11/01/2010 (Bloomberg) - The mustard seed harvest in India may be smaller than a year earlier as dry weather reduced the planting area of the winter-sown crop, said an official at the nation’s biggest group of oilseeds processors.

Production may total 5.7-5.8 million metric tons in the March-April harvest, down from 6.2 million tons a year earlier, said Govindlal G. Patel, chairman of the crop committee of the Central Organization for Oil Industry & Trade, or COOIT.

A reduction in winter oilseed production may further strain edible oil supplies, increasing the need to purchase more abroad. Vegetable oil imports will reach a record 9.4 million tons this year after drought damaged peanuts and other monsoon-sown crops, the Solvent Extractors’ Association of India said Jan. 8. Palm oil has gained 30 percent in the past year on demand from China and India, the biggest consumers.

“Our prices will depend on international prices which are not going to soften unless the South American crop comes to the market in March-April,” said Patel, who’s been trading edible oil for over four decades. “We have to buy at a higher price.”

Mustard seed, planted in October and November, accounts for more than 70 percent of India’s output of winter oilseeds. Its yellow-colored oil is the third-most used cooking oil in India after palm oil and soybean oil.

The oilseed was sown on 6.4 million hectares (15.8 million acres) as of Jan. 7, down from 6.62 million hectares a year ago, the farm ministry said Jan. 8.

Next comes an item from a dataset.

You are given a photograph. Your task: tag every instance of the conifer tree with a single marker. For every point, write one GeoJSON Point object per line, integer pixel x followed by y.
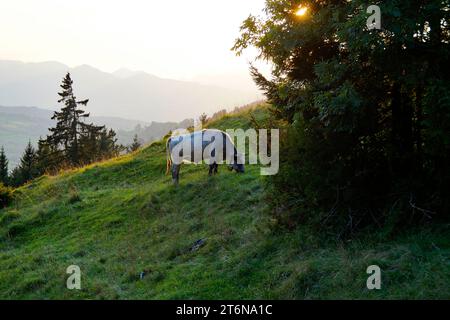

Production may total 5.5 million tons, said Devi Prasad Khandelia, managing director of Khandelia Oil & General Mills Pvt. He has been processing and trading oilseeds for more than two decades and is currently chairman of the mustard committee of the Solvent Extractors’ group.

India purchases palm oil from Indonesia and Malaysia, and soybean oil from Argentina and Brazil.